Ci sono volontari che scelgono Ideainsieme dopo aver avuto un famigliare malato? Che “genere” di volontari siete?

 

«Tanti ci hanno conosciuto in queste situazioni. Serve il giusto stacco tra il lutto e il corso di formazione. Nessuno di noi deve sentirsi “importante”: i medici aiutano il malato, noi possiamo esserci, ascoltare, prendere una mano. Non sempre è facile, ma al di là dei momenti di sofferenza violenta, i malati hanno voglia di raccontare la loro vita passata, di riaffermare il proprio essere persona, far riaffiorare il bello del vissuto. Una vita piena fino all’ultimo istante. Fondamentale far sentire l’altro non un malato, ma una persona».

Ha mai pensato di dire basta?

 

«Mai.

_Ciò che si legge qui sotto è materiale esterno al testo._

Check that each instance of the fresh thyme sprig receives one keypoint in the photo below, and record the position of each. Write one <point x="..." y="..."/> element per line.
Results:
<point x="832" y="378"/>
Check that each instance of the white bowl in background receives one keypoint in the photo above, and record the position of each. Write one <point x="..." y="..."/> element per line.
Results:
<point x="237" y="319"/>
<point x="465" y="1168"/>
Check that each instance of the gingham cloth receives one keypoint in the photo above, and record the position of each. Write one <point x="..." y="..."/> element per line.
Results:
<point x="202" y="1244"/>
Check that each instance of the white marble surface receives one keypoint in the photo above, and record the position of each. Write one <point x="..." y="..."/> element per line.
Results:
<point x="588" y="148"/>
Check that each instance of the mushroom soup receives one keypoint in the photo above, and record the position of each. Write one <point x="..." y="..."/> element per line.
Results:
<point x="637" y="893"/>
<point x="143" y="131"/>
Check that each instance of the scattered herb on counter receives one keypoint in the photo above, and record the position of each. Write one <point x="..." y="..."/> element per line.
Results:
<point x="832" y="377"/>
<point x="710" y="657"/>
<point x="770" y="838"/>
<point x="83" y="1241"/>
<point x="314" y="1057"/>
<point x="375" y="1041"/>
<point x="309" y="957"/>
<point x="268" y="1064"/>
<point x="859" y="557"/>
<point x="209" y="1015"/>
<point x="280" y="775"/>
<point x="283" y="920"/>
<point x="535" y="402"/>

Ci sono momenti di sconforto o di difficoltà, ma siamo un gruppo coeso e il problema di uno diventa il problema di tutti: viene condiviso, affrontato, superato. Se con un paziente non si entra nella giusta sintonia, si cambia.  Ci sentiamo più forti, insieme».

Un augurio per il futuro?

«Speriamo che questo periodo ci abbia reso migliori, capaci di pensare più agli altri: magari così troveremo tanti nuovi volontari!».